Toujours dans cette séquence, lorsque l'agent ectoplasmique retrouve ce qu'il pense être son humanité perdue (rappelez-vous du monologue qu'il a tenu à Kate dans Russsia #5 sur le fait qu'il puisse de nouveau plier ses membres grâce aux jointures de sa nouvelle combinaison), il semble perdre ses facultés de fantôme. Il suffit, pour s'en convaincre, de voir sa réaction dès lors qu'il se retrouve seul dans la forêt (un décor rappelant beaucoup le film Dreamcatcher). Mais cette soudaine perte de pouvoirs psychiques n'est-elle tout simplement pas une façon subtile pour les auteurs (Mike Mignola et John Arcudi) de punir Johann d'avoir, une fois de plus, tenter d'aller à l'encontre de sa propre nature ?


Découpage de rêve façon Sam Raimi :


La narration, bien trop rapide au début du comic book, donne l'impression que les raisons et le contexte de l'enquête n'ont aucune importance tant cette dernière se retrouve très vite expédier par Panya et Johann. On se retrouve du coup très (trop ?) vite au coeur de l'enquête et de l'action. Un peu à la manière des vingt premières minutes du film Spider Man 3 qui semble, au premier coup d'oeil, totalement incohérent tant le scénario s'efforce de mettre en place sss propres enjeux et méchants de manière expeditive et non réfléchie. Comment ne pas s'indigner en assistant la naissance de l'Homme-Sable ou tout simplement en voyant le symbiote Venom tomber à trente centimètres à peine à côté de Peter Parker alors en pleine contemplation des étoiles avec sa dulcinée. Incohérent ? Ridicule ? Voyons, on parle tout de même d'un scénario écrit par le réalisateur des trois Evil Dead ! Pardon ? Vous dîtes ? Trop facile ? Mon bon môsieur, vous venez de donner la bonne réponse. Les vingts premières minutes du film sonten effet, d'un point de vue scénaristique, bien trop faciles...tout comme la vie de Peter Parker qui, à ce moment bien précis de son existence, excelle aussi bien dans sa carrière professionnelle que dans sa relation amoureuse ou bien dans sa vie de super-héros. Revenons maintenant à Johann et à sa vie depuis qu'il se ballade dans sa nouvelle combinaison. Ne commence-t-elle pas à devenir trop facile pour un mort qui tente de se duper lui même ?

La première partie de ce numéro de The Long Death peut donc être vu comme un rêve incohérent qui ferait volontairement l'impasse sur sa propre mise en place afin d'aller directement au message latent qu'il souhaite transmettre au rêveur (voyageur ?).

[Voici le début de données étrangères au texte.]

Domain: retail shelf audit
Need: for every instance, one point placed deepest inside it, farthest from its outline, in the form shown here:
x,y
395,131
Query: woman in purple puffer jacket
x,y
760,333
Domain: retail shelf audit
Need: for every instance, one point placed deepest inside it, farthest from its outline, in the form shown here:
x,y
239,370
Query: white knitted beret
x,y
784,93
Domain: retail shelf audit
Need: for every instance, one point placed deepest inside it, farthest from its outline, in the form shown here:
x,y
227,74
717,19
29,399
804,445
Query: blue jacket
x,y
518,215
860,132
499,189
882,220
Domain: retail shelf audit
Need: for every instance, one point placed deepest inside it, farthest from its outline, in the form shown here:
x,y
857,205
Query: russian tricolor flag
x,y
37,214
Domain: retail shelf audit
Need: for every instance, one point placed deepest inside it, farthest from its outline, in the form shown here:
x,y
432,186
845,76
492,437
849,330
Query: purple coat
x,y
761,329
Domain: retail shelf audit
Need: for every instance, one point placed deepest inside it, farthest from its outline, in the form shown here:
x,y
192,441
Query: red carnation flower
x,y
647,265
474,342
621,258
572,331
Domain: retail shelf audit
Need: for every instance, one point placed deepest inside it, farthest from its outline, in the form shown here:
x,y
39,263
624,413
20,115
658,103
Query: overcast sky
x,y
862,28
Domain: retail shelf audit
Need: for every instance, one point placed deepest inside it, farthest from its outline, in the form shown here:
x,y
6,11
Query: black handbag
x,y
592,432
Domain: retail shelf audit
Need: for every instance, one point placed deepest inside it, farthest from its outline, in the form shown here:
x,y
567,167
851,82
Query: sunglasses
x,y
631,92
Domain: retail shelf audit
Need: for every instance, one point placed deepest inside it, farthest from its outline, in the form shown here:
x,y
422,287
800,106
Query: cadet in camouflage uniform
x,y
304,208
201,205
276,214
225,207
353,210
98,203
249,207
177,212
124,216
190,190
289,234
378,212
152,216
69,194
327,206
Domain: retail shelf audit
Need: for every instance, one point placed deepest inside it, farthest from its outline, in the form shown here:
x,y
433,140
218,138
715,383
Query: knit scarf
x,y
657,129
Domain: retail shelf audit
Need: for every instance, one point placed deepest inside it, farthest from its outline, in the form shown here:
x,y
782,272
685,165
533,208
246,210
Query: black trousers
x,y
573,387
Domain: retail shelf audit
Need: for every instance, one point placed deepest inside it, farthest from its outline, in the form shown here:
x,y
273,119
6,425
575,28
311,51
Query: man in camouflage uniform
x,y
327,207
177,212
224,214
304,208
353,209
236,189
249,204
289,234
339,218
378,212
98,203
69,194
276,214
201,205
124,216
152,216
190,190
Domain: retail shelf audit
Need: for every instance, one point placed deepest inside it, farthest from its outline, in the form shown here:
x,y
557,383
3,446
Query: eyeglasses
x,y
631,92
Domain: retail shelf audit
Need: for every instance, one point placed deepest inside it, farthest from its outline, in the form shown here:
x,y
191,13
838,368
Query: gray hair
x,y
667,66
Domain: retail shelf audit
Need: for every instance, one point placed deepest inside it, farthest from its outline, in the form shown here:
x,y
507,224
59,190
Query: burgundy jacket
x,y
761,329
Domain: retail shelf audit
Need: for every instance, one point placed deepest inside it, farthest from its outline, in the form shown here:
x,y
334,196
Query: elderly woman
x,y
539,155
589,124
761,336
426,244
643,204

Il faut également noter la façon dont est découpée la scène de l'attaque : le montage (oui, parlons façon cinéma, ça fera plus classe en cette semaine placée sous le signe des César et des Oscar) se fait de manière ultra cut, privilégiant ainsi les cases montrant la créature (le monstre jaguar qu'est devenu Daimio) déchiquetant les corps des hommes du B.P.R.D. alors profondément endormis (tiens donc...encore la thématique du rêve...). La cohésion séquentielle se crée et se base alors uniquement sur la violence, le gore et la sauvagerie de l'attaque qui, à ce moment bien précis du récit, n'est rien de moins qu'une punition pour Johann. Une punition infligée par son contraire ou devrais-je plutôt dire son lui, Benjamin Daimio le non mort. L'agent éctoplasmique du B.P.R.D. est donc puni pour avoir tenté de retrouver  son humanité perdue. En refusant sa condition de mort, il est devenu le principal responsable de la perte de son entourage, ces êtres vivants qui peuvent souffrir pour lui.

B.P.R.D. Hell On Earth : The Long Death nous prouve une fois de plus le génie des deux scénaristes que sont Mike Mignola et John Arcudi qui, avec ce titre de bédé à rallonge, nous rappellent que les agents Johann Krauss et Benjamin Daimio vivent, et ce depuis leur apparition dans le Hellboyverse, une longue agonie qui, bien que silencieuse au départ, semble se conclure dans un cri assourdissant, pleine de haine, de fureur et de violence.